Let's kick this subforum off with an easy one.

Post a link to your all time favourite Geocache. I'd love to see some of the best caches from around the world 

Mine's this one:

The Letter

It takes you on an extraordinary tour of the life and (mis)adventures of Ned Kelly - the infamous Australian Bushranger.

I've showed you mine - now you show me yours!


----------



## DenBarrettSAR (Nov 8, 2015)

Nice to see a Geocaching thread. I am a Geocacher myself, and own 22 Caches in my area, including 2 Night-Caches that require flashlights.


----------



## DenBarrettSAR (Nov 9, 2015)

that's weird, a number of replies from several members just vanished.


----------



## nbp (Nov 9, 2015)

I moved them to a new thread about Night Geocaching so as not to sidetrack this one. It's still here in the same subforum.


----------



## DenBarrettSAR (Nov 9, 2015)

ah ok cool. will have to check it out.


----------



## mvyrmnd (Nov 9, 2015)

nbp said:


> I moved them to a new thread about Night Geocaching so as not to sidetrack this one. It's still here in the same subforum.



Already flexing his moderator muscle...


----------



## nbp (Nov 10, 2015)

Just trying to keep things nice for you, Simon.  It was a good opportunity to figure out how these buttons work....


----------



## GeoDave (Nov 11, 2015)

Hi all,

I'm a keen geocacher from the UK which drove my first flashlight purchase - a Nova MM15 which can be subtle (whilst walking and being discrete) and ridiculously bright when searching from that elusive green micro in a hedge at night (night starts at about 4.30pm the at the moment).

My favourite cache so far was Hippos Below listed here http://coord.info/GC1C47M
this was particularly enjoyable as it required a wade through knee-high mud carrying our boats and then paddling about a mile into a disused canal tunnel to find a geocache placed in the wall. To get an idea of what is involved, click the top right link on the cache page labelled "view gallery". 

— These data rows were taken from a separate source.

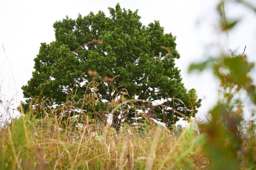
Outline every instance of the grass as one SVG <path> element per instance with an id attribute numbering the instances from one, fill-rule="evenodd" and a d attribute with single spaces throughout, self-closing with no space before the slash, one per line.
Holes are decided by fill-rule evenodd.
<path id="1" fill-rule="evenodd" d="M 54 110 L 52 110 L 54 113 Z M 181 134 L 150 124 L 118 131 L 89 117 L 64 127 L 61 118 L 22 116 L 2 129 L 1 168 L 42 169 L 201 169 L 207 157 L 192 124 Z"/>
<path id="2" fill-rule="evenodd" d="M 210 164 L 196 122 L 181 133 L 180 127 L 171 130 L 147 122 L 137 128 L 123 123 L 117 131 L 86 115 L 72 117 L 65 125 L 55 109 L 40 118 L 22 115 L 1 129 L 1 169 L 204 169 Z M 238 151 L 240 169 L 248 168 L 246 155 L 255 150 L 246 129 L 241 129 L 245 140 Z"/>

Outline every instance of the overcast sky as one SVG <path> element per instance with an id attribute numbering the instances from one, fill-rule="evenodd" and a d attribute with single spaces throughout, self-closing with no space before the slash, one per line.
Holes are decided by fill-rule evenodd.
<path id="1" fill-rule="evenodd" d="M 255 1 L 248 1 L 256 6 Z M 85 16 L 90 11 L 97 14 L 99 10 L 109 16 L 108 7 L 114 7 L 118 2 L 121 8 L 132 11 L 138 9 L 143 24 L 147 26 L 154 20 L 159 20 L 165 33 L 171 32 L 176 36 L 176 49 L 181 57 L 176 61 L 176 66 L 181 70 L 185 87 L 188 90 L 195 88 L 199 97 L 203 99 L 199 112 L 199 116 L 202 116 L 217 99 L 218 82 L 209 71 L 188 74 L 189 65 L 216 56 L 220 49 L 226 53 L 232 49 L 241 53 L 245 45 L 249 60 L 256 61 L 255 14 L 241 6 L 227 5 L 227 15 L 242 22 L 228 36 L 223 35 L 218 27 L 216 6 L 218 2 L 1 0 L 0 99 L 4 101 L 14 99 L 11 103 L 14 108 L 16 103 L 24 101 L 20 88 L 32 76 L 33 59 L 38 54 L 40 43 L 48 44 L 55 40 L 52 26 L 56 21 L 66 15 L 76 19 L 79 13 Z M 4 103 L 2 103 L 1 109 L 5 107 Z"/>

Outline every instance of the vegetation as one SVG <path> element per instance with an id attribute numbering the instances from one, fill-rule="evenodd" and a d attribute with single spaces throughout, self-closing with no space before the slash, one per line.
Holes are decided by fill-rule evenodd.
<path id="1" fill-rule="evenodd" d="M 164 103 L 167 108 L 195 117 L 201 100 L 197 99 L 195 89 L 188 92 L 185 88 L 180 71 L 175 66 L 174 59 L 180 57 L 175 37 L 164 33 L 158 21 L 142 26 L 137 11 L 122 10 L 119 4 L 109 10 L 110 18 L 99 11 L 84 17 L 79 15 L 76 20 L 67 16 L 53 24 L 56 40 L 49 44 L 42 43 L 34 59 L 32 77 L 22 87 L 24 96 L 28 98 L 25 110 L 35 104 L 32 100 L 37 96 L 40 96 L 38 102 L 44 101 L 45 107 L 53 103 L 61 106 L 72 99 L 81 108 L 88 100 L 84 96 L 87 86 L 96 78 L 98 90 L 94 92 L 98 104 L 93 109 L 83 109 L 84 112 L 96 111 L 102 115 L 103 101 L 111 102 L 123 92 L 126 100 L 168 99 L 170 102 Z M 97 40 L 93 42 L 98 44 L 92 43 L 93 39 Z M 92 76 L 95 71 L 97 75 Z M 39 109 L 38 105 L 36 109 Z M 127 109 L 124 107 L 126 112 L 122 114 L 129 122 L 136 116 L 136 108 Z M 162 108 L 151 110 L 155 118 L 168 126 L 181 117 L 171 109 L 165 109 L 163 120 Z M 113 113 L 117 124 L 121 113 Z"/>
<path id="2" fill-rule="evenodd" d="M 237 2 L 256 11 L 248 3 Z M 222 29 L 227 31 L 237 22 L 228 24 L 230 22 L 224 7 L 221 1 L 218 7 L 220 23 Z M 142 118 L 133 120 L 135 124 L 123 122 L 118 130 L 102 121 L 106 117 L 94 116 L 98 114 L 94 108 L 100 90 L 96 80 L 100 78 L 97 72 L 89 72 L 95 78 L 86 86 L 84 95 L 92 99 L 82 100 L 81 108 L 72 99 L 56 108 L 46 107 L 51 103 L 41 100 L 37 101 L 37 112 L 42 113 L 38 118 L 31 107 L 24 114 L 20 105 L 20 117 L 12 120 L 0 131 L 0 169 L 255 169 L 255 120 L 243 120 L 243 103 L 237 95 L 245 93 L 256 104 L 256 88 L 249 75 L 254 67 L 245 52 L 191 65 L 190 71 L 210 69 L 221 82 L 220 100 L 209 111 L 207 121 L 191 121 L 185 128 L 174 125 L 167 129 L 141 114 Z M 122 95 L 119 102 L 114 100 L 102 108 L 102 115 L 109 115 L 121 105 L 142 109 L 150 103 L 146 101 L 144 106 L 137 105 L 141 100 Z M 86 105 L 94 112 L 81 111 Z M 80 110 L 78 116 L 72 113 L 75 109 Z"/>

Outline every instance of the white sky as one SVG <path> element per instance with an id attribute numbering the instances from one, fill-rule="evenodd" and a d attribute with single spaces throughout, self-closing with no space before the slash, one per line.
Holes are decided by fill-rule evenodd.
<path id="1" fill-rule="evenodd" d="M 248 1 L 256 6 L 255 0 Z M 40 43 L 55 40 L 52 26 L 56 20 L 66 15 L 76 19 L 79 13 L 85 16 L 90 11 L 97 14 L 99 10 L 108 16 L 108 7 L 114 7 L 117 2 L 122 8 L 138 9 L 142 24 L 147 26 L 154 20 L 159 20 L 165 33 L 171 32 L 177 37 L 176 49 L 181 57 L 176 63 L 181 70 L 185 87 L 188 90 L 195 88 L 203 99 L 199 117 L 214 104 L 218 82 L 209 71 L 188 74 L 192 62 L 216 56 L 220 48 L 224 52 L 232 49 L 241 53 L 245 45 L 249 60 L 256 61 L 256 14 L 245 7 L 226 6 L 227 15 L 242 20 L 228 37 L 217 31 L 217 0 L 1 0 L 0 99 L 4 101 L 14 99 L 11 103 L 14 108 L 16 102 L 24 101 L 20 88 L 32 76 L 33 59 L 38 54 Z M 3 103 L 2 109 L 5 107 Z"/>

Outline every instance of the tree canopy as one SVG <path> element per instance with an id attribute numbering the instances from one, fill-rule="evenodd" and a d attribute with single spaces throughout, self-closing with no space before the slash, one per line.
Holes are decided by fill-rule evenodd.
<path id="1" fill-rule="evenodd" d="M 127 99 L 169 99 L 168 103 L 164 103 L 169 108 L 195 117 L 201 100 L 197 99 L 195 89 L 188 91 L 184 87 L 180 70 L 175 67 L 174 59 L 180 58 L 176 37 L 164 33 L 159 21 L 143 25 L 138 10 L 122 9 L 118 3 L 109 10 L 110 17 L 100 11 L 84 17 L 79 14 L 76 19 L 67 16 L 54 23 L 56 40 L 41 44 L 34 59 L 32 76 L 22 87 L 24 96 L 28 99 L 24 105 L 38 96 L 44 86 L 40 100 L 48 99 L 61 105 L 71 99 L 67 94 L 72 92 L 75 92 L 72 100 L 84 99 L 86 87 L 93 78 L 88 73 L 91 70 L 97 71 L 100 78 L 95 80 L 99 85 L 96 92 L 99 103 L 104 99 L 111 101 L 111 92 L 125 89 Z M 103 43 L 86 44 L 93 39 Z M 117 75 L 110 86 L 100 79 Z M 154 116 L 164 121 L 161 109 L 154 110 Z M 129 116 L 133 113 L 129 112 Z M 181 117 L 171 109 L 164 113 L 169 125 Z"/>

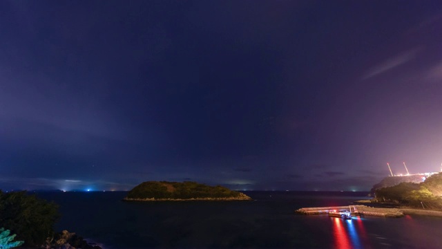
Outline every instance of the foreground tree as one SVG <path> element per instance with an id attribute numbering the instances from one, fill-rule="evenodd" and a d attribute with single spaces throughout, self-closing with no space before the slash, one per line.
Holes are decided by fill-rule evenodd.
<path id="1" fill-rule="evenodd" d="M 9 249 L 23 245 L 22 241 L 12 242 L 15 234 L 10 235 L 10 230 L 5 230 L 3 228 L 0 228 L 0 248 Z"/>
<path id="2" fill-rule="evenodd" d="M 43 245 L 54 234 L 58 206 L 26 192 L 0 190 L 0 224 L 17 234 L 24 246 Z"/>

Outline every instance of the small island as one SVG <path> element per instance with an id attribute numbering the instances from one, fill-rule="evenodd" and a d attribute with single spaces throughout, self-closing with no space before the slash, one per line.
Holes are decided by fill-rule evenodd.
<path id="1" fill-rule="evenodd" d="M 192 181 L 147 181 L 135 186 L 123 200 L 149 201 L 250 201 L 243 193 L 222 186 L 212 187 Z"/>

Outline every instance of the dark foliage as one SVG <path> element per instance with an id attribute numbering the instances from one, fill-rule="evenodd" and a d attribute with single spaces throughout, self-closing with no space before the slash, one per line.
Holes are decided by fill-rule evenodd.
<path id="1" fill-rule="evenodd" d="M 238 197 L 240 193 L 222 186 L 209 186 L 195 182 L 184 183 L 148 181 L 142 183 L 132 190 L 127 197 L 133 199 L 180 199 Z"/>
<path id="2" fill-rule="evenodd" d="M 26 192 L 4 193 L 0 190 L 0 224 L 17 234 L 24 246 L 45 243 L 54 234 L 59 218 L 58 206 Z"/>
<path id="3" fill-rule="evenodd" d="M 428 177 L 421 183 L 401 183 L 376 190 L 376 201 L 391 202 L 414 208 L 442 208 L 442 174 Z"/>

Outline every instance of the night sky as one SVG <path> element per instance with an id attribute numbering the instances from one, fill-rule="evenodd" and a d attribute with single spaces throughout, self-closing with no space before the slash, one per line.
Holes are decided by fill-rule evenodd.
<path id="1" fill-rule="evenodd" d="M 0 1 L 0 189 L 439 172 L 441 30 L 439 0 Z"/>

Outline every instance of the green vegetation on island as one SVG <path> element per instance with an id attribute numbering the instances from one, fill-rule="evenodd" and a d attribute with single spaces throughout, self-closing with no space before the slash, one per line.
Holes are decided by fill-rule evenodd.
<path id="1" fill-rule="evenodd" d="M 236 201 L 251 200 L 247 195 L 222 186 L 209 186 L 191 181 L 147 181 L 131 190 L 125 201 Z"/>
<path id="2" fill-rule="evenodd" d="M 424 182 L 401 183 L 375 190 L 374 202 L 391 203 L 410 208 L 442 208 L 442 174 L 429 176 Z"/>

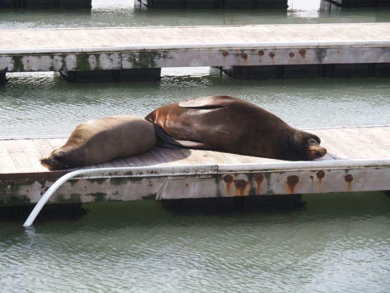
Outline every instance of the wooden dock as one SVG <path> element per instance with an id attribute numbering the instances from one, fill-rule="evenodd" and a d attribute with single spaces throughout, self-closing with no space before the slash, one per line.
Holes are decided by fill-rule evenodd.
<path id="1" fill-rule="evenodd" d="M 345 7 L 373 7 L 390 6 L 389 0 L 328 0 Z"/>
<path id="2" fill-rule="evenodd" d="M 50 199 L 70 203 L 390 190 L 390 126 L 311 129 L 329 154 L 286 162 L 155 147 L 66 182 Z M 37 202 L 59 177 L 38 158 L 65 138 L 0 139 L 0 206 Z M 124 167 L 123 169 L 101 168 Z"/>
<path id="3" fill-rule="evenodd" d="M 287 0 L 134 0 L 136 9 L 287 8 Z"/>
<path id="4" fill-rule="evenodd" d="M 0 8 L 90 8 L 92 0 L 0 0 Z"/>
<path id="5" fill-rule="evenodd" d="M 0 40 L 0 80 L 157 79 L 161 67 L 204 66 L 241 78 L 390 76 L 390 23 L 3 30 Z"/>

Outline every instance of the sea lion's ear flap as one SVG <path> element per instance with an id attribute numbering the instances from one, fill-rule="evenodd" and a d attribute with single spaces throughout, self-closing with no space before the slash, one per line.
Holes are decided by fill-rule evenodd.
<path id="1" fill-rule="evenodd" d="M 195 108 L 197 109 L 215 109 L 224 108 L 227 106 L 226 102 L 234 98 L 230 96 L 211 96 L 184 101 L 179 103 L 179 105 L 184 108 Z"/>

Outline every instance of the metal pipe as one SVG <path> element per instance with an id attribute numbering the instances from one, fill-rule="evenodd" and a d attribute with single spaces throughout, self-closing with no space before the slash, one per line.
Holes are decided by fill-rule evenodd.
<path id="1" fill-rule="evenodd" d="M 31 226 L 45 204 L 62 184 L 69 179 L 118 177 L 173 176 L 196 174 L 226 174 L 241 172 L 274 172 L 307 169 L 361 169 L 390 167 L 390 159 L 335 160 L 300 162 L 282 162 L 276 163 L 199 165 L 165 166 L 161 167 L 124 167 L 77 170 L 63 175 L 56 181 L 41 198 L 23 224 Z"/>

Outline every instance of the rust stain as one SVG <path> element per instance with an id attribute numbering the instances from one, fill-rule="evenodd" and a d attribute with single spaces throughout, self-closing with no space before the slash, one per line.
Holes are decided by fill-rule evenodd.
<path id="1" fill-rule="evenodd" d="M 223 181 L 226 184 L 226 195 L 231 196 L 232 195 L 231 187 L 232 183 L 233 182 L 233 176 L 231 175 L 225 175 L 223 176 Z"/>
<path id="2" fill-rule="evenodd" d="M 299 182 L 299 178 L 296 175 L 291 175 L 287 177 L 287 186 L 290 193 L 292 194 L 295 192 L 295 188 Z"/>
<path id="3" fill-rule="evenodd" d="M 321 191 L 322 188 L 322 178 L 325 177 L 325 172 L 322 170 L 317 171 L 316 173 L 317 178 L 318 178 L 318 191 Z"/>
<path id="4" fill-rule="evenodd" d="M 352 181 L 353 180 L 353 176 L 351 174 L 348 174 L 344 176 L 344 180 L 348 184 L 348 188 L 347 190 L 348 191 L 350 191 L 352 189 Z"/>
<path id="5" fill-rule="evenodd" d="M 273 63 L 275 63 L 275 56 L 276 56 L 276 54 L 274 52 L 270 52 L 270 57 L 272 58 L 272 62 Z"/>
<path id="6" fill-rule="evenodd" d="M 244 179 L 235 179 L 234 181 L 235 186 L 235 194 L 238 196 L 246 195 L 246 189 L 249 185 L 249 182 Z"/>
<path id="7" fill-rule="evenodd" d="M 264 181 L 264 175 L 260 173 L 257 173 L 254 174 L 254 179 L 256 182 L 256 184 L 257 186 L 257 189 L 256 194 L 257 195 L 260 195 L 260 192 L 261 191 L 261 186 Z"/>
<path id="8" fill-rule="evenodd" d="M 302 58 L 306 61 L 306 50 L 305 49 L 301 49 L 299 50 L 299 54 L 302 56 Z"/>

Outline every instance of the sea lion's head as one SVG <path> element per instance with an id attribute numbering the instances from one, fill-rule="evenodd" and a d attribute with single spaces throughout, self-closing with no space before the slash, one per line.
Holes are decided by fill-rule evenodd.
<path id="1" fill-rule="evenodd" d="M 312 133 L 295 129 L 286 142 L 288 146 L 281 158 L 284 160 L 312 161 L 326 154 L 326 148 L 320 146 L 320 138 Z"/>
<path id="2" fill-rule="evenodd" d="M 314 134 L 302 131 L 297 145 L 297 159 L 312 161 L 325 155 L 326 148 L 320 146 L 321 140 Z"/>
<path id="3" fill-rule="evenodd" d="M 66 163 L 65 152 L 60 148 L 55 149 L 46 157 L 39 158 L 39 162 L 49 170 L 67 169 L 69 166 Z"/>

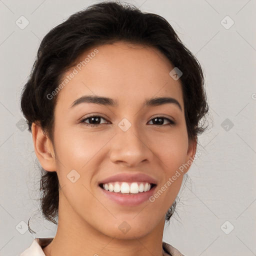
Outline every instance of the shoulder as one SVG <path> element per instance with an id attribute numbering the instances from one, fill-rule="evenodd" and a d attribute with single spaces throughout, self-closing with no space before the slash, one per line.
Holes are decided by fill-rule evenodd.
<path id="1" fill-rule="evenodd" d="M 53 238 L 36 238 L 32 244 L 18 256 L 46 256 L 42 248 L 48 246 Z"/>
<path id="2" fill-rule="evenodd" d="M 176 249 L 176 248 L 174 248 L 170 244 L 164 242 L 162 242 L 162 248 L 165 254 L 164 254 L 164 256 L 170 255 L 172 256 L 184 256 L 184 255 Z"/>

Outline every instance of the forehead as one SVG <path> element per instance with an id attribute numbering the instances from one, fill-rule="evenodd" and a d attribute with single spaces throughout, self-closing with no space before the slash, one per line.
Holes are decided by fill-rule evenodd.
<path id="1" fill-rule="evenodd" d="M 96 94 L 130 105 L 169 96 L 183 105 L 180 82 L 169 74 L 174 68 L 154 48 L 124 42 L 92 48 L 64 74 L 57 104 L 69 107 L 81 96 Z"/>

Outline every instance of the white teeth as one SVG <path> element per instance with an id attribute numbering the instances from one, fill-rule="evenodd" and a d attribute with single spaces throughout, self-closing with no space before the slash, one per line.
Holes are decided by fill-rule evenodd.
<path id="1" fill-rule="evenodd" d="M 136 194 L 142 192 L 146 192 L 151 188 L 151 185 L 148 182 L 134 182 L 129 185 L 126 182 L 116 182 L 106 183 L 103 184 L 103 188 L 110 192 L 116 193 Z"/>
<path id="2" fill-rule="evenodd" d="M 118 183 L 115 183 L 114 186 L 114 192 L 118 193 L 120 192 L 120 186 Z"/>
<path id="3" fill-rule="evenodd" d="M 140 192 L 144 192 L 144 185 L 142 183 L 140 183 L 138 186 L 138 191 L 140 191 Z"/>
<path id="4" fill-rule="evenodd" d="M 105 190 L 106 190 L 106 188 L 105 188 Z M 108 190 L 110 192 L 112 192 L 114 190 L 114 186 L 113 185 L 112 185 L 112 184 L 108 184 Z"/>
<path id="5" fill-rule="evenodd" d="M 137 183 L 134 182 L 130 185 L 130 193 L 136 194 L 138 193 L 138 186 Z"/>
<path id="6" fill-rule="evenodd" d="M 120 188 L 121 193 L 130 193 L 130 187 L 128 183 L 123 182 L 121 185 Z"/>

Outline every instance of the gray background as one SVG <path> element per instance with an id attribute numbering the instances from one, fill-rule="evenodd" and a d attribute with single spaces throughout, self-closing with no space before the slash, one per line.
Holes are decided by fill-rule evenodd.
<path id="1" fill-rule="evenodd" d="M 0 0 L 0 256 L 55 234 L 38 212 L 40 177 L 20 98 L 44 36 L 98 2 Z M 202 65 L 210 106 L 212 128 L 199 138 L 202 154 L 164 240 L 188 256 L 256 255 L 256 1 L 126 2 L 173 26 Z M 16 24 L 22 16 L 29 22 L 22 30 Z"/>

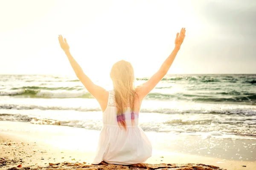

So far I have hidden 115 caches and found nearly 4,000 including a few night caches.


----------



## mvyrmnd (Nov 12, 2015)

GeoDave said:


> Hi all,
> 
> I'm a keen geocacher from the UK which drove my first flashlight purchase - a Nova MM15 which can be subtle (whilst walking and being discrete) and ridiculously bright when searching from that elusive green micro in a hedge at night (night starts at about 4.30pm the at the moment).
> 
> ...



Looks awesome.

I once had to strip to my jocks and swim across a lake to retrieve a cache to complete a series at a Mega event. The guys that were with me decided photographing the event was a good idea...


----------



## DIY Lumens (Dec 23, 2015)

Another geocacher here :wave:, albeit not a very active one at present. I've found probably 6-8 caches in my area and surrounding states. Dunno why I stopped; that was a couple years ago. I'm still quite interested in it though.


----------



## eravau (Mar 4, 2016)

After over 3,500 finds… it's hard to pick a favorite of them all… but I definitely have a top three:
- Mysterious Treasure (http://coord.info/GC3BQJZ): about 15 miles and as many waypoints, solving puzzles along the way
- Proffit Mountain Cache (http://coord.info/GCA1A3): about 14 miles of hard hiking with lots of elevation changes in the middle of the woods
- The Architect: (http://coord.info/GC4CQ9V): Crawling through dozens of storm sewer tunnels, hiking up and down hills, solving lots of puzzles. This one probably used my flashlight more than any.


----------



## bestellen (Mar 6, 2016)

I don't think I have had the pleasure of finding a Beardo cache....he has to find 'the beginning' first!


----------